От рейтара, как от чумы, все встречные шарахались, и никто не хотел покормить ребеночка, завернутого в украинский, где-то украденный немцем рушник.
У хуторского базара они с дедом Потребою да Песиком Ложкой нагнали румяную и полногрудую женщину под тоненькой — уж не панской ли? — намиткою.
— Добрый день, паниматка, — учтиво поклонился Прудивус и совсем оробел от смущения, затем что с женщинами вести разговор не умел. — Глянул я, теточка, на вашу пышную пазуху… — И он, чтоб не стеснять своего красноречия, передал дитя Потребе и заговорил, стараясь быть приятным и вежливым: — От одного лишь взгляда на ваши тугие перси…

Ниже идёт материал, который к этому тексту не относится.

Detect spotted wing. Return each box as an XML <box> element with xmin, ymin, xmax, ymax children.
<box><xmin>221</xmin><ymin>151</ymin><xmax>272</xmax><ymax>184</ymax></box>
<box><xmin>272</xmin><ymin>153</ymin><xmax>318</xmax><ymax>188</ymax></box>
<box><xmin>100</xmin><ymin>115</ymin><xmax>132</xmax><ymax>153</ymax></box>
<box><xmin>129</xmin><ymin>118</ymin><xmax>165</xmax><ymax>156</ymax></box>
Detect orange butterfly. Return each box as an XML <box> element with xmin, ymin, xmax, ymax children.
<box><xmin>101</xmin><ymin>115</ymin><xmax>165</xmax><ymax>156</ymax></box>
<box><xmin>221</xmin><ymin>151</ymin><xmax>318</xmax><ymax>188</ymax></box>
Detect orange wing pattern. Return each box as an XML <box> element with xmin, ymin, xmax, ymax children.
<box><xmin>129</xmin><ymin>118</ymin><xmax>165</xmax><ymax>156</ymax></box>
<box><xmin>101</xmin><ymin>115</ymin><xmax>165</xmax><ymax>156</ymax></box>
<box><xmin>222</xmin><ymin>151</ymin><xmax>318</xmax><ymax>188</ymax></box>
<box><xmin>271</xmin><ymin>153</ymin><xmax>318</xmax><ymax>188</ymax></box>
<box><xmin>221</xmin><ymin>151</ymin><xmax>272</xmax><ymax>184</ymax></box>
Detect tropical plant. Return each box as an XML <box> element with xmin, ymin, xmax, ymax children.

— Тьфу на тебя! — взъярилась молодица.
— Но ваша высокая грудь… — краснея от жгучего юношеского смущения, снова начал было Тимош.
Да молодичка, на его смущение не глядя, со злостью крикнула:
— Ой, стукну!
— Вы, паниматка, не поняли, — стараясь оправдаться, испуганно залопотал сердешный Прудивус, у которого от неловкости прямо уши распухли и загорелись, ибо он уже видел, что говорит совсем не то, но, утратив разом все свое остроязычие, никак не мог найти самонужнейших слов, коими можно было бы объяснить этой сердитой бабочке, чего же от нее хотят. Не догадался он и ребенка забрать у старого Потребы, чтоб хоть младенцем защитить себя от оскорбленной молодки. Глупея от собственной робости, он снова начал было объяснять, осторожно подбирая мягчайшие, учтивейшие и приятнейшие слова — Я уверен, что ваша возвышенная грудь исполнена столь сладостным…
— Ах ты ж падаль заморская! Ах ты ж… — И женщина сказала все, что думала про сего немца.
— Ваше лилейное лоно… — высокопоэтическим слогом пытался Тимош задобрить уж больно сердитую молодицу.
— А шиш тебе до моего лона! — верещала она.
— Не мне, не мне, достойная пани! Я прошу не для себя, а вот… — И растерявшийся лицедей кивнул на ребенка, что притих, совсем ослабев, на руках у престарелого деда Потребы.
— Для сего трухлявого опорка?! — вовсе обиделась гордая молодичка. — Да я ж тебе… — И она люто замахнулась и хватила б, осатанев, когда бы лицедей с привычной ловкостью не уклонился. — Чего тебе надо?
— Груди, паниматка! — совсем теряя соображение, воззвал Прудивус и тут же схватил первую оплеуху.